Moreover, TLR2 was demonstrated to participate in the activation and regulation of CD8+ T cell by serving as a co-stimulatory molecule in mTOR signaling and might ultimately regulate CD8+ T cell exhaustion under the stress of immunotherapy50,51. The expression of TLR2 was found tightly correlated with T cell terminal exhaustion and clinical outcomes. Further validation in in-house patients exhibited 6 months longer survival expectation in TLR2high patients, which extended the survival period by nearly 50%.
Overall, we distinguished neutrophils by the criterion of NETosis and observed the intrinsic heterogeneity of different NETosis subtypes as well as the dependency of appropriate ROS stress to induce NETosis. Moreover, we characterized the immune suppression caused by inactive communication between NET positive neutrophils with macrophages and their contribution to T cell exhaustion. Ultimately, we constructed a prognosis model to evaluate the clinical outcomes based on NET signatures and provided abundant evidence for the heterogenous neutrophil subtypes divided by NETosis.
However, several limitations exist. Due to the extremely short lifetime of neutrophils, we don’t validate the immune suppression mechanism in vivo, which will be explored in our further exploration. Also, all patients in this work were primary PDAC should be taken into consideration before reaching the ultimateness.
Methods
Cohort selection
In house clinical specimens were collected from September 2020 to September 2022, a total of 26 freshly frozen surgically resected pancreatic cancer specimens with prognostic information were collected from patients without preoperative treatment at the Peking Union Medical College Hospital (PUMCH). The diagnoses were confirmed by histopathology. The overall survival data were obtained through electronic medical records or telephone follow-up.

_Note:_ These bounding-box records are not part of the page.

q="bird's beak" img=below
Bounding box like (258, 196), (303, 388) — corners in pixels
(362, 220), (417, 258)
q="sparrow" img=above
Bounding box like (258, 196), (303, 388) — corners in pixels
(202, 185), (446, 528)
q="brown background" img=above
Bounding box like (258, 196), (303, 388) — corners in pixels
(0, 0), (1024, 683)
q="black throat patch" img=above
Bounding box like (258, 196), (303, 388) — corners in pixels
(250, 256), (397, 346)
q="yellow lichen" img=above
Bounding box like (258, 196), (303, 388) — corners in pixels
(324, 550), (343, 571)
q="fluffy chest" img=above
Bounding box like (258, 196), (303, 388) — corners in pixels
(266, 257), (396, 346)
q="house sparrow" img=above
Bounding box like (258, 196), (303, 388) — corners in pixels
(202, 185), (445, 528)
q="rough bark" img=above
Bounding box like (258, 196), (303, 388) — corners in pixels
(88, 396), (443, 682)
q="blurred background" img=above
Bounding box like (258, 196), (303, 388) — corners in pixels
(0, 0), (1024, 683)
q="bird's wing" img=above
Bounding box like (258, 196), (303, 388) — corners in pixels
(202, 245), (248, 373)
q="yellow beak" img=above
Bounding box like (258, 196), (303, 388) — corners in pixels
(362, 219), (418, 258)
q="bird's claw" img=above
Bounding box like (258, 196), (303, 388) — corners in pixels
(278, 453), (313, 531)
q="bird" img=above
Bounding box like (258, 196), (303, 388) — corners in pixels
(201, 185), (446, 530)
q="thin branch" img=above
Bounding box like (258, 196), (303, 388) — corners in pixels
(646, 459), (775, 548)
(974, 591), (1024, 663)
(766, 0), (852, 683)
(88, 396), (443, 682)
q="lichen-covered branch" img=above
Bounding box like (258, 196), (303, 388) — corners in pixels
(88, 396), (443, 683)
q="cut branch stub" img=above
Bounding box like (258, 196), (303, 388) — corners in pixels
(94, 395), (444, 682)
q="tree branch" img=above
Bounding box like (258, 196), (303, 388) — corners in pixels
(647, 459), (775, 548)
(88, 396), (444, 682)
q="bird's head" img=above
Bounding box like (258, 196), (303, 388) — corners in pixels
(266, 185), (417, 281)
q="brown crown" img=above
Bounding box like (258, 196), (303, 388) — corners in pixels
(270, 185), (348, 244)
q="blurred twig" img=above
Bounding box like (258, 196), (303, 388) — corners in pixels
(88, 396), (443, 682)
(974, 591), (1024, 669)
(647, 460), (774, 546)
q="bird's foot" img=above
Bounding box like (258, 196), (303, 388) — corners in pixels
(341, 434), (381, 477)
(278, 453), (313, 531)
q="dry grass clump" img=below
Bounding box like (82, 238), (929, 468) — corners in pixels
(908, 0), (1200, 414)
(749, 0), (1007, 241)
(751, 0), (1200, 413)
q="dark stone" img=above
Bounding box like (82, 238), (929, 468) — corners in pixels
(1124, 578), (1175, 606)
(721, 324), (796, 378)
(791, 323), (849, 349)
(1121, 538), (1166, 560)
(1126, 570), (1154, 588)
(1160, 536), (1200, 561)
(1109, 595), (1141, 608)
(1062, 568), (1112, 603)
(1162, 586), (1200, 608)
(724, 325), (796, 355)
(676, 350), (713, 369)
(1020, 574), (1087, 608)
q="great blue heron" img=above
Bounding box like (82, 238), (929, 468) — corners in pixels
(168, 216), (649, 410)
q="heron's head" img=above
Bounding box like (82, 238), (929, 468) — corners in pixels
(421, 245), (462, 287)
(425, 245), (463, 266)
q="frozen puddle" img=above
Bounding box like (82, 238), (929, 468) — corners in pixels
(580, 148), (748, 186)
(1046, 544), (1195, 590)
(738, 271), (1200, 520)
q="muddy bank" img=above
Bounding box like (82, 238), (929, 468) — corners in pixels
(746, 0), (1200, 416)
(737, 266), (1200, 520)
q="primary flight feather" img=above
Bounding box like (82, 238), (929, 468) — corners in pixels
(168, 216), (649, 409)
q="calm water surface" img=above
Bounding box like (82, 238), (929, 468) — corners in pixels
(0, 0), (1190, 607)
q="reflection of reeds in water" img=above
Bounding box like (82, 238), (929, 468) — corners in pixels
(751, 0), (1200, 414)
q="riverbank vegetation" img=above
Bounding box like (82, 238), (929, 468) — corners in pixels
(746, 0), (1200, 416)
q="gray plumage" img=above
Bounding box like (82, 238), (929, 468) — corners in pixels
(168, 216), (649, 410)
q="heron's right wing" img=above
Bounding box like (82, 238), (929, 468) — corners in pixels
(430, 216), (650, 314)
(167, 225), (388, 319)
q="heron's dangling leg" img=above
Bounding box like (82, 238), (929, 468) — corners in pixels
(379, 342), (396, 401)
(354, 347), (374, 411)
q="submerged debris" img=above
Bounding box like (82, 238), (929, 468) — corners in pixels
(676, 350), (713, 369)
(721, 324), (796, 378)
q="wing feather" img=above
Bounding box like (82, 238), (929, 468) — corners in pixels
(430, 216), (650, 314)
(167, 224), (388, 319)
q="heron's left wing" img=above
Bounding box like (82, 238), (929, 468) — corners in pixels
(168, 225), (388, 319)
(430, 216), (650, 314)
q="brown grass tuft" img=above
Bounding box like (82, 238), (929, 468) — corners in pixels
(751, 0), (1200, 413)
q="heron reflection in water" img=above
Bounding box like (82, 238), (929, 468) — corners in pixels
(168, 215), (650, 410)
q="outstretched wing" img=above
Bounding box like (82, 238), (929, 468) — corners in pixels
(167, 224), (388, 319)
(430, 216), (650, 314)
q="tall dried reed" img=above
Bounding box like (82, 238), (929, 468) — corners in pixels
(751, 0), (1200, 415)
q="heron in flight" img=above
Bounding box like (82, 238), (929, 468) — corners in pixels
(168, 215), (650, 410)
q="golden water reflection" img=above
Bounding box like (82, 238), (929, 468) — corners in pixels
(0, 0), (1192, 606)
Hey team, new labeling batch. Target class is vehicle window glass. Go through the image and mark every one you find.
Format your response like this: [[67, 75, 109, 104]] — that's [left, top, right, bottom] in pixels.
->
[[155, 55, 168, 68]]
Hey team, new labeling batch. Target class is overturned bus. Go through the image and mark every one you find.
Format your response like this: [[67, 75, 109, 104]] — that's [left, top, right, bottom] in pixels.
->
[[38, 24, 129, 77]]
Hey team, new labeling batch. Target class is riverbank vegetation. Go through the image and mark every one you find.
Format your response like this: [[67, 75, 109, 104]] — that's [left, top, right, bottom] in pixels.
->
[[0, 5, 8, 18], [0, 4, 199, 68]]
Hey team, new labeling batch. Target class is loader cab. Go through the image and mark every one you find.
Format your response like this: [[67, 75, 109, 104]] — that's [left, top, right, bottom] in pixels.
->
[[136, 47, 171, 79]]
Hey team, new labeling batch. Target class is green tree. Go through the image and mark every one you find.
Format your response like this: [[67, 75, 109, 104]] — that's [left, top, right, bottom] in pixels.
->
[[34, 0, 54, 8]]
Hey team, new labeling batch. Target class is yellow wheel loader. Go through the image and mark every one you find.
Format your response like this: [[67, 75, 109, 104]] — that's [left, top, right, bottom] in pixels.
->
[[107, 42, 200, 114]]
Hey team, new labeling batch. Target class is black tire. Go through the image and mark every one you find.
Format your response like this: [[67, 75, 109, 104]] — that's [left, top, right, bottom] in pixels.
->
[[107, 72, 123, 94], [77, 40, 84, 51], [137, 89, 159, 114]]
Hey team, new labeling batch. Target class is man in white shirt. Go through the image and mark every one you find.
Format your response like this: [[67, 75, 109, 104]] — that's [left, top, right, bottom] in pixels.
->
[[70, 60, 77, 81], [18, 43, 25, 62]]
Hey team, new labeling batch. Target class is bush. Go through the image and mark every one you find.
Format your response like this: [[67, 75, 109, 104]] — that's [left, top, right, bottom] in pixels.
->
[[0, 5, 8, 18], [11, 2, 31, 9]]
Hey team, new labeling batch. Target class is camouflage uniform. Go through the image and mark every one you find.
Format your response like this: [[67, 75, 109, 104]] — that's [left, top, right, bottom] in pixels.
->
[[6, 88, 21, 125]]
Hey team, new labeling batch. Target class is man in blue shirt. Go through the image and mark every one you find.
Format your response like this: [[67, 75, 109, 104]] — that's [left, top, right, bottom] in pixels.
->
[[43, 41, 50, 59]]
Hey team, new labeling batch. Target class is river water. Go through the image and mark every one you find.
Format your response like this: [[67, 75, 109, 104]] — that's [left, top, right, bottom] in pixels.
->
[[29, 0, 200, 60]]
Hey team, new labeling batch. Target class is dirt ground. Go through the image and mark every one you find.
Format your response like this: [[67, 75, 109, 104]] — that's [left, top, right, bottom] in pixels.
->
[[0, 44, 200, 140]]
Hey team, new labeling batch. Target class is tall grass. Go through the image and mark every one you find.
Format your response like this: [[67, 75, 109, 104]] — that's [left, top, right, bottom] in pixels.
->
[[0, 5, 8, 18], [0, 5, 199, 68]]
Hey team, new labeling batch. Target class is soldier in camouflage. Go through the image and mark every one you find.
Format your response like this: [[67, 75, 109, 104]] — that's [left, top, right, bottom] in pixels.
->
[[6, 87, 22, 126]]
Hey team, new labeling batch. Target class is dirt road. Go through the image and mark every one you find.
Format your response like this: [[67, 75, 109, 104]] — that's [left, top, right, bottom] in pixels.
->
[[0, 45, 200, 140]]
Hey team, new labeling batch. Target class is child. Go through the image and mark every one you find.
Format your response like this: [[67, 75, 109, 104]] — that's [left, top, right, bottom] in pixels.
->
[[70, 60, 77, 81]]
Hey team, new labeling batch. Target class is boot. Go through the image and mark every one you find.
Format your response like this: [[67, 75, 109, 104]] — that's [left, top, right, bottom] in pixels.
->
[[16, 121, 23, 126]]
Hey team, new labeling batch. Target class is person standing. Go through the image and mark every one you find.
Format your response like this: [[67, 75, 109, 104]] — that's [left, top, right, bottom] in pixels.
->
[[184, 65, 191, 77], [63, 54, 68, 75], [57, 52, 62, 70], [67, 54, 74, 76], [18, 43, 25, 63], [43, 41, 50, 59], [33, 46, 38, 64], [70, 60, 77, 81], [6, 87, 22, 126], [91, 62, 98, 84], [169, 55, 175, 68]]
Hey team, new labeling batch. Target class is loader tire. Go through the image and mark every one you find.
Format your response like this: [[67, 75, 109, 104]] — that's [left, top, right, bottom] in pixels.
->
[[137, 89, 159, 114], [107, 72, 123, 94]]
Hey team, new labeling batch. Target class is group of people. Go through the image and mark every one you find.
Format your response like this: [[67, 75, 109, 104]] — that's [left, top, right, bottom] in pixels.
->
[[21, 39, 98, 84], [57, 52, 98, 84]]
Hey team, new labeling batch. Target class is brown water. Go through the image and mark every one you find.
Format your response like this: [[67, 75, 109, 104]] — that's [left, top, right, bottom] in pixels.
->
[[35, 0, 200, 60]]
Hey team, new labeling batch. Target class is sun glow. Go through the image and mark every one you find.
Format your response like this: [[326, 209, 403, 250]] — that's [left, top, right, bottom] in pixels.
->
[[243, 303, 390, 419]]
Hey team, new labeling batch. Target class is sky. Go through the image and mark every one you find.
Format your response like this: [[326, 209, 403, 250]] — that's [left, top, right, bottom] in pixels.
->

Furthermore, three independent cohorts with PDAC from published literature were used to carry out integrative analysis. All the individuals were treated naïve at the time of sequencing for the primary tumor. The first cohort consisted of single-cell transcriptomics data from CRA00116022, GSE15477852 and GSE21296623, downloaded from TISCH53 and NCBI Gene Expression Omnibus (GEO) platform (https://www.ncbi.nlm.nih.gov/geo/) respectively, which was used for discovery purpose. The spatial RNA sequencing data was also downloaded from GEO platform. The second cohort was extracted from The Cancer Genome Atlas (TCGA) and the gene expression data, DNA methylation data and corresponding clinical information of the TCGA-PAAD cohort were downloaded from UCSC Xena54. The third cohort included gene expression, proteome, phosphoproteome and methylation was downloaded from Cao et al. together with clinical information55. The International Cancer Genome Consortium (ICGC) cohort (PACA-CA project, 138 patients) clinical information and RNA expression data were downloaded from the ICGC data portal. The latter three cohorts were included to validate, or act as valid cohorts.
Ethics statement
This study was approved by the Institutional Ethics Committee of PUMCH (Ethic code: I-22PJ487) in accordance with the ethical guidelines of the Institutional Ethics Committee and with the 1964 Declaration of Helsinki and its later amendments or comparable ethical standards. Written informed consent forms were signed and obtained from all participants.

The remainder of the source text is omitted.